Seasonal Differences in the Stationary Response of a Linearized Primitive Equation Model: Prospects for Long-Range Weather Forecasting?

Abstract
A linear steady-state primitive equation model has been developed for the computation of stationary atmospheric waves that are forced by anomalies in surface conditions. The model has two levels in the vertical. In the zonal direction the variables are represented by Fourier series, while in the meridional direction a grid-point representation is used. The equations governing atmospheric motion are linearized around a zonally symmetric state which depends on latitude and height according to Oort (1980). We have studied the amplitude and phase relations of the model response as a function of latitude for a very simple beating, which is sinusoidal in the zonal direction, with zonal wavenumber m (m=1, 10) and constant in the meridional direction, using February mean conditions.

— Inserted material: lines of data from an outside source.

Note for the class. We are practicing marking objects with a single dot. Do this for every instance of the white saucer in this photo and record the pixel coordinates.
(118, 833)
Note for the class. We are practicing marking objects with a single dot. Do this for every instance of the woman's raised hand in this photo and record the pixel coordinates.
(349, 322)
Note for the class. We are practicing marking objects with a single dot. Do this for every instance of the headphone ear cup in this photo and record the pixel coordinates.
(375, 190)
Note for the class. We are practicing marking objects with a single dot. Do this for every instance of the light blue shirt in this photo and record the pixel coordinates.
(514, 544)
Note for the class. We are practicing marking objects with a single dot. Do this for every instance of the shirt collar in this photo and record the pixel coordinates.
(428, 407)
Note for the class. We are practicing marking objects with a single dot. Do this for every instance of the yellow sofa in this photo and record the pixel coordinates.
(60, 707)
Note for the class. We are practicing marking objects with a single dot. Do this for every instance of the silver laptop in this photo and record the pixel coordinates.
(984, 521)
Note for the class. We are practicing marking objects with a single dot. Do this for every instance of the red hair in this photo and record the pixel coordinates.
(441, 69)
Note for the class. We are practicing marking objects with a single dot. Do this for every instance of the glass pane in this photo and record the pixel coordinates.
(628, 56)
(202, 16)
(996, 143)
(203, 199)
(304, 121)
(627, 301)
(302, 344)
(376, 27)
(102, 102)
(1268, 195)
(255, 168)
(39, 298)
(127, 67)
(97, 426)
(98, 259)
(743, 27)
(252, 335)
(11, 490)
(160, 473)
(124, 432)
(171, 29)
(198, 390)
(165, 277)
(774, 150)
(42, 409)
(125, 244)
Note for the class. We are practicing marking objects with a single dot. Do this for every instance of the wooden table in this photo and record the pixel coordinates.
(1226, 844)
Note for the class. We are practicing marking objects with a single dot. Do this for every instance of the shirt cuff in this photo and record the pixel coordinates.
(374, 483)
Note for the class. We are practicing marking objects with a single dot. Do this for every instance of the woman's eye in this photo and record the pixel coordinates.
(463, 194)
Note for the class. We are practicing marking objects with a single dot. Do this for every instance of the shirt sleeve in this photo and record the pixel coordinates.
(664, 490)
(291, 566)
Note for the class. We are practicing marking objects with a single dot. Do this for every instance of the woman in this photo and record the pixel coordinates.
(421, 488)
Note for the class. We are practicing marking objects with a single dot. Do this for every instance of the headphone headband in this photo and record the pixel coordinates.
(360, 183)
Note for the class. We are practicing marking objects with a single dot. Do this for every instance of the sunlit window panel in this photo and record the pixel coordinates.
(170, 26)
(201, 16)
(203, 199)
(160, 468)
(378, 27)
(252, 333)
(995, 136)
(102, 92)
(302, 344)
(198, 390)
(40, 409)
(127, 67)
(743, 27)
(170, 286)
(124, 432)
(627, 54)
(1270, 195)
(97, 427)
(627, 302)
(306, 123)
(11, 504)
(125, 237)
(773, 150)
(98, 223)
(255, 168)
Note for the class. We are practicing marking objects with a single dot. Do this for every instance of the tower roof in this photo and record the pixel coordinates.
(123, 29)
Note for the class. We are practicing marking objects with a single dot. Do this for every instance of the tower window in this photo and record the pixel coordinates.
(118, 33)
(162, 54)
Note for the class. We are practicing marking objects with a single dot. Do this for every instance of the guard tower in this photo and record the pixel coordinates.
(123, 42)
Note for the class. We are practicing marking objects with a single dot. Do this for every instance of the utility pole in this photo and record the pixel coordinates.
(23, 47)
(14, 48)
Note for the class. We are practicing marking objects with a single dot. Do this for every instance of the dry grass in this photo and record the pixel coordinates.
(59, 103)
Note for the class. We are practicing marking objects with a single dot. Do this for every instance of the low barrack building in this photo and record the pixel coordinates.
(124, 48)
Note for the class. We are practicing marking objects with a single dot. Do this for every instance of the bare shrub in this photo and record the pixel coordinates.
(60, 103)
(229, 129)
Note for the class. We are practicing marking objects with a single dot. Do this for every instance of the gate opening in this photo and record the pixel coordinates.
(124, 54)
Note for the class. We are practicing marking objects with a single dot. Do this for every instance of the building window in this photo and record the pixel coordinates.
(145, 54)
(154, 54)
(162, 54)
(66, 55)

The response of the model indicates that a heating in the tropics can have a substantial influence on the middle and high latitudes, provided that part of the heating is in the westerlies. We have compared the model response for such a heating with the results of similar experiments with GCM and a linear barotropic model and also with mean anomaly patterns at middle and high latitudes derived from observations for Northern Hemispheric winters with a warm equatorial Pacific. In all cases we find strong similarities of hemispheric wave patterns. We plan to test the model for the prediction of that part of the anomalies in the monthly or seasonal mean circulation that comes from persistent abnormal surface conditions In order to predict more than a persistent atmospheric response, such an anomaly in the surface conditions must have different effects in different months or seasons. We have tested the hypothesis that due to a changing zonally symmetric state, the response to a prescribed beating will be different in the four seasons. This effect is computed for a heating in the tropics and in the middle latitudes. Both in amplitude and phase the response to exactly the same heating can change significantly from one season to the next.